Era extraño, pensó Joe, que el cajón pesara mucho más ahora que cuando el Gólem estaba intacto. Se preguntó si habían añadido más tierra, tierra adicional, a la carga original, pero aquello le parecía improbable. Luego se acordó de que Kornblum, aquella noche, había citado algún aforismo paradójico sobre gólems, algo en hebreo que venía a decir que era el alma antinatural del Gólem lo que lo hacía tan pesado. Descargado de ella, el Gólem de tierra era ligero como el aire.
—Ups —dijo Tommy—. Eh. —Frunció el ceño. Había encontrado algo. Tal vez la ropa del gigante se había quedado en el fondo del cajón.

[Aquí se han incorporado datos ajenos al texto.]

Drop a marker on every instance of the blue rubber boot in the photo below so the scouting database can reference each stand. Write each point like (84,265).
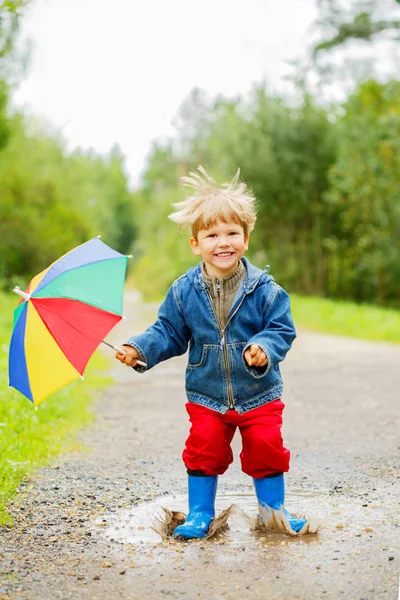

Sacó un rectángulo pequeño y manchado de papel con algunas palabras impresas en un lado. A Joe le resultó familiar.
—Emil Kavalier —leyó Tommy—. Endikron… Endikrono…
—Es de mi padre —dijo Joe. Cogió la vieja tarjeta de visita de la mano de Tommy, recordando su tipografía arácnida y su central telefónica desaparecida. Debía de haber estado oculta, mucho tiempo antes, en el bolsillo del traje enorme de Alois Hora. Metió la mano y sacó un puñado del limo de color perla, cavilando, tamizándolo con los dedos, preguntándose en qué momento el alma del Gólem había vuelto a su cuerpo, o si era posible que hubiera más de un alma encarnada en aquella tierra que pesaba tanto.